Join Log in
Score:1
avatar Crypto

Simulator vs Prover -- Zero Knowledge Property

tv flag
blockByblock

I know this topic has been discussed many times on this platform; however, I still lack the intuition behind proof systems' zero-knowledge property.

I understand that goal of the simulator is to simulate the real transcript between the verifier and prover. So if the simulator can create a transcript without having access to the witness that is indistinguishable from real proof by the verifier(it can trick the verifier), we say the proof is zero knowledge.

Here is what doesn't make sense.

Verifier uses the real proof to verify not the simulator-created proof. If the simulated one can trick, how it is related to the real proof? Do simulator has some sort of extra information which real prover doesn't have?

Edit

With the comment I received, my understanding shifted a bit; I would appreaciate it if anyone could tell me it's correct. The intuition is that prover could have generated this transcript using the simulator (as a result, nothing could have been extracted from simulation generated transcript). However, we don't know whether proof actually proves the witness's knowledge, which is "Knowledge soundness" property. Am I correct?

159
0 + 0
Score:2
avatar Crypto
us flag
Mikero

In short, the simulator has extra power that the real prover doesn't have.

Suppose Alice wants to prove to me that she is a good sharpshooter. I paint a target on the side of a barn, and make her stand 100m away and shoot it. She hits the bullseye of the target, and I am convinced that she is an excellent sharpshooter.

The "transcript" of this protocol is the permanent record that I take away from the interaction. In this case, it's the side of a barn with a target painted on it, and a bullet hole in the bullseye of the target.

This "protocol" is zero-knowledge because I could have generated the transcript myself. I could have shot a hole in the side of the barn from close range, and then painted a target centered at the hole! When I'm doing this ("simulating" a transcript), I have more power than Alice did during the protocol. I can generate the pieces of the transcript in a different order. I can shoot the barn from closer range than her.

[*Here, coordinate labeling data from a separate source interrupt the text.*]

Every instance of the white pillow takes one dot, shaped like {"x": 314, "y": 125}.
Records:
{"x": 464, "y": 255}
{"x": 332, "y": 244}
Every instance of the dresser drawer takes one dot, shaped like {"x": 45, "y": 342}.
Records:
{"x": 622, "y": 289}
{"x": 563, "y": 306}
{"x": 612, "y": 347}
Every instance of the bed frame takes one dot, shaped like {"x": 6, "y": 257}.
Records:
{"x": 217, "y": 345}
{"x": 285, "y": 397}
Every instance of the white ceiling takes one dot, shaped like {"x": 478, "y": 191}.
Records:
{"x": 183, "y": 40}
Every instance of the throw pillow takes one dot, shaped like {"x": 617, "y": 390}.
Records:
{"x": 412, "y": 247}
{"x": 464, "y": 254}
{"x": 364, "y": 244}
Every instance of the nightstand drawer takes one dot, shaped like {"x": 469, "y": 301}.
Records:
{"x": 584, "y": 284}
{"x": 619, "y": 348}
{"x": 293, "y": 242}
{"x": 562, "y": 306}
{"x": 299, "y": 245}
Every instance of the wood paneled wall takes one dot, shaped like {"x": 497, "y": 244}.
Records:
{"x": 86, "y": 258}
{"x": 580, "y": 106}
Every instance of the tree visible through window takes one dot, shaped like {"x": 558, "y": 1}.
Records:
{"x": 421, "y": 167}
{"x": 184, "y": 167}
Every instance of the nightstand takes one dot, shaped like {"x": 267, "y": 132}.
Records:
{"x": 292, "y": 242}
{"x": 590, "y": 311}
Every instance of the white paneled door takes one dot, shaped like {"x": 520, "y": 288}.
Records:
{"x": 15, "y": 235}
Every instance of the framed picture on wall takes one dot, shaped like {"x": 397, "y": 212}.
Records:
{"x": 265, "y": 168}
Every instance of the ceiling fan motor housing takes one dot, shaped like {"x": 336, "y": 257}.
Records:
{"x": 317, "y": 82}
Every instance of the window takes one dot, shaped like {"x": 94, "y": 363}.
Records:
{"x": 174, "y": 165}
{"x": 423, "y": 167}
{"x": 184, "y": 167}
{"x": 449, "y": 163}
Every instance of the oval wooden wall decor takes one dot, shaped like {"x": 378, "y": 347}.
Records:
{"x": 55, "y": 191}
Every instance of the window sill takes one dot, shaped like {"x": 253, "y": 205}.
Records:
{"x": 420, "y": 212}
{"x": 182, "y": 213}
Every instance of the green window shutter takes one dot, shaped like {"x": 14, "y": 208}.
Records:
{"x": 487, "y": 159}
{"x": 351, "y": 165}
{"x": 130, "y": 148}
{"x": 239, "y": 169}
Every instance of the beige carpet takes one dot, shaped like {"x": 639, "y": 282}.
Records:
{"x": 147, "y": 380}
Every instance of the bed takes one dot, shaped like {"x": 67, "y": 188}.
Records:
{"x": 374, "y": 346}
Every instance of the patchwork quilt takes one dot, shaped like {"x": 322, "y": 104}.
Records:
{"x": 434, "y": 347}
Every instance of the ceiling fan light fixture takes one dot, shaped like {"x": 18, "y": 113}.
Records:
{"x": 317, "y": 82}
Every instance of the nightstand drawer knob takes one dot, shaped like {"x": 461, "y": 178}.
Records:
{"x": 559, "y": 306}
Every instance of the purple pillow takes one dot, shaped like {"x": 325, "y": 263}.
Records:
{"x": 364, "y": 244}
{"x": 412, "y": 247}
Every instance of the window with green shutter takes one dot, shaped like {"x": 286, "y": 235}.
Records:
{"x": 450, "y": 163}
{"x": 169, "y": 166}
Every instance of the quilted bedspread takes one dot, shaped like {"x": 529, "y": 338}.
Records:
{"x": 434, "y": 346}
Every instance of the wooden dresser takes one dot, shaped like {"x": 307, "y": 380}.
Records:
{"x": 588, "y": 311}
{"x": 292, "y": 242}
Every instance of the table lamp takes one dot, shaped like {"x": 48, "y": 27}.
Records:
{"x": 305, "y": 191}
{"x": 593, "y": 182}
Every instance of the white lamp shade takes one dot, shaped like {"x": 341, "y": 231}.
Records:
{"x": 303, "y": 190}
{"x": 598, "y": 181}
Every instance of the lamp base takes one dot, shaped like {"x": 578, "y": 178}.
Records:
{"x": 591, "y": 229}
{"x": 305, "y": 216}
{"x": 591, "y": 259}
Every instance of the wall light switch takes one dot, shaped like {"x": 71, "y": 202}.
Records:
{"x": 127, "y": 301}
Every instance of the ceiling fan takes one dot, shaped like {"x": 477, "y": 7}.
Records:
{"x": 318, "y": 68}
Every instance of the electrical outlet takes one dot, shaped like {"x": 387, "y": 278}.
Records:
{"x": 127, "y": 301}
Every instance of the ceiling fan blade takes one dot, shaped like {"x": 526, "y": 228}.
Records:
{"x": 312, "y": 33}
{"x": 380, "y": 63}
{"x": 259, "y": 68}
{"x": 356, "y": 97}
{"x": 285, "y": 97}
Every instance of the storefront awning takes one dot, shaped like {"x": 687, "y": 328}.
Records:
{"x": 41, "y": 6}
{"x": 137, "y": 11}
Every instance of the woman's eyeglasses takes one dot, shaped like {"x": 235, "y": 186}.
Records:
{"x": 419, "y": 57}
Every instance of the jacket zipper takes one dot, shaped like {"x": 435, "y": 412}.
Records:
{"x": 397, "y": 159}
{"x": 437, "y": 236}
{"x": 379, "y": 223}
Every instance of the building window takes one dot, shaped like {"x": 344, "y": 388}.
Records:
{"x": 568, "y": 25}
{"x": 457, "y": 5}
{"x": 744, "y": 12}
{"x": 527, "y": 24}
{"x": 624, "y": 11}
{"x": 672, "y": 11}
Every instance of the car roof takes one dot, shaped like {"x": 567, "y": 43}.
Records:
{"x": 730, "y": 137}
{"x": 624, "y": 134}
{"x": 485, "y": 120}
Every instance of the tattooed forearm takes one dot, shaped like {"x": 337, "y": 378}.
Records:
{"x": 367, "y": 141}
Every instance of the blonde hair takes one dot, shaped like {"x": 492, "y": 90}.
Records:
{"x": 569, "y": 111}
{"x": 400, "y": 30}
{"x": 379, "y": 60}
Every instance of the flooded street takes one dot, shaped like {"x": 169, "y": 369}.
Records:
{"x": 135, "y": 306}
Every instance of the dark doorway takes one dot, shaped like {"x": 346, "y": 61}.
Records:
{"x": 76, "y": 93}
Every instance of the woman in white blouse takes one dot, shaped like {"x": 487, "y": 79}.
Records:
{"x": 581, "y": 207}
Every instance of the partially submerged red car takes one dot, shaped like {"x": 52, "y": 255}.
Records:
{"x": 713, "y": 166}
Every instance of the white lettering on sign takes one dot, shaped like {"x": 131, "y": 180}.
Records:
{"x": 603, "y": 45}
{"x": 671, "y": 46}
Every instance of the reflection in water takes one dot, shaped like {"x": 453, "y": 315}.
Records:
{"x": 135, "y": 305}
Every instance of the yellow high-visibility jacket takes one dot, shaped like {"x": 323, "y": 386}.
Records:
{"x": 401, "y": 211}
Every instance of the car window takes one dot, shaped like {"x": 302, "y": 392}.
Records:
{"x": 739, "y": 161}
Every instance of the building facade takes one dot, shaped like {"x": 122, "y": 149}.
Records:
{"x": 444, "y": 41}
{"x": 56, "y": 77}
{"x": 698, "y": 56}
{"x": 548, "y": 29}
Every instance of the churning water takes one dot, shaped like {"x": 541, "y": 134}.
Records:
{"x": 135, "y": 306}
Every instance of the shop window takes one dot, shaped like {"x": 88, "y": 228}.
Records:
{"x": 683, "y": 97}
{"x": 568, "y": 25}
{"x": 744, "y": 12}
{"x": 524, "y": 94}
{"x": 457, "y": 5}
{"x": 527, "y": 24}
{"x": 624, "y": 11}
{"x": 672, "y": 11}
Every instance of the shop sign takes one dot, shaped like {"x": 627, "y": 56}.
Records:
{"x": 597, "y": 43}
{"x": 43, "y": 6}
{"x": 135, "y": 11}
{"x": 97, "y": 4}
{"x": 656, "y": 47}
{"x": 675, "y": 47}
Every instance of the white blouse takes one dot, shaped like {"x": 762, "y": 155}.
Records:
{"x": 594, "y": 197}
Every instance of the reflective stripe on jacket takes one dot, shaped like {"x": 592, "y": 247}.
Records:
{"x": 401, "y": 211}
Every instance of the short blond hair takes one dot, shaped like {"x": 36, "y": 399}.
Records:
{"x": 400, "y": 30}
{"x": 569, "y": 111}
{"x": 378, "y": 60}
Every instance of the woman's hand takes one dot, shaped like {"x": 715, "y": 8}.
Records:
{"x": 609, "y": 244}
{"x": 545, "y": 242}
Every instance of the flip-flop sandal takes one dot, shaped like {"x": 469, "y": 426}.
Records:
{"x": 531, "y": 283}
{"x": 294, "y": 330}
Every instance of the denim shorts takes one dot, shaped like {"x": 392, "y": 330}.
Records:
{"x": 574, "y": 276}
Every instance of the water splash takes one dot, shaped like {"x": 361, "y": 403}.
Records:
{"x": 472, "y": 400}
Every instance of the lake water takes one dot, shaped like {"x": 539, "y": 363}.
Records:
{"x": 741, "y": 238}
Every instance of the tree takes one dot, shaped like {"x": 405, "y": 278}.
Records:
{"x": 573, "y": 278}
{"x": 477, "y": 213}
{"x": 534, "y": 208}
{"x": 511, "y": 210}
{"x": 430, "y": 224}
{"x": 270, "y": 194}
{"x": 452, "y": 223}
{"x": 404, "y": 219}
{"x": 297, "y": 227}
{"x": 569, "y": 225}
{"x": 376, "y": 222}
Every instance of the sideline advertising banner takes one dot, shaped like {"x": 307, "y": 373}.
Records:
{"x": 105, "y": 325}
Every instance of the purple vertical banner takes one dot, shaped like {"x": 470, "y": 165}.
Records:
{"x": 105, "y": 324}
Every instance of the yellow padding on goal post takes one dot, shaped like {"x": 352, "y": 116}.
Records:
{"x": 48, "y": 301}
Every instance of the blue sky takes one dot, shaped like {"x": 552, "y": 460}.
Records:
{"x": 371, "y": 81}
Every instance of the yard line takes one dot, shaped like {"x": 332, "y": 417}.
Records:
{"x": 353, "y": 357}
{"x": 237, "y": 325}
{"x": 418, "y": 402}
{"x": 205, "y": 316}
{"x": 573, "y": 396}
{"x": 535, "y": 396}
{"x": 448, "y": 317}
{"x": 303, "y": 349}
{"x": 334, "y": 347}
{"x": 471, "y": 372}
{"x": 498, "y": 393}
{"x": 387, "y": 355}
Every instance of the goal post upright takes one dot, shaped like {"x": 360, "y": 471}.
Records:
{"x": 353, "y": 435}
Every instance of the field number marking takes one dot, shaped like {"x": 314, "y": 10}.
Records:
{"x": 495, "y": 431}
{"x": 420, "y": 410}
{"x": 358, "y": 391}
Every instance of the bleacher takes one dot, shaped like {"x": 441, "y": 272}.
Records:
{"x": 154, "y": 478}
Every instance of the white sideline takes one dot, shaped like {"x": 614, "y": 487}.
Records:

In cryptographic protocols, the simulator always has more power than the real prover. Sometimes the simulator can generate the parts of the transcript in a different order. Sometimes the simulator can "rewind time" -- so the verifier asks a question, and then we rewind time and start the transcript over, knowing what the verifier is going to ask. Sometimes the simulator literally has more computational power than the real prover. Sometimes the simulator has some extra information that the real prover doesn't have (like a trapdoor to some common reference information used in the proof).

0 + 0
tv flag
blockByblock
I appreaciate the answer but I don't know how it answers other questions I had. This only showes an example how simulator has extra power. In fact, to be honest, it confused me. Alice is Prover, you are Verifier... You also simulator. Why would Verifier create itself fake proof (you shooting the target and painting???)
0
Reply
us flag
Mikero
Simulator is a way of formalizing the following idea: the verifier didn't learn anything because "they could have generated the transcript themselves."
1
Reply
tv flag
blockByblock
I updated my question according to your answer
0
Reply
Score:1
Pegasus avatar Crypto
sd flag
Pegasus

A key role in proving that an interactive system has the property of zero knowledge is played by the Simulator (S), which simulates P but does not have access to the witness. His contribution is as follows: V interacts with S. At some point V will put S in the 'difficult position' of not being able to answer a question, as he does not have access to the witness. In this case we return the V movie to a state before the unpleasant question (rewind) and run the protocol from that point onwards. If V (with continuous rewinds) finally accepts S's proof, the protocol has the status of zero knowledge, as V can not distinguish between a P who knows the witness and an S who pretends. That is, V does not export any additional information from the protocol (since in the second case there is no information to export).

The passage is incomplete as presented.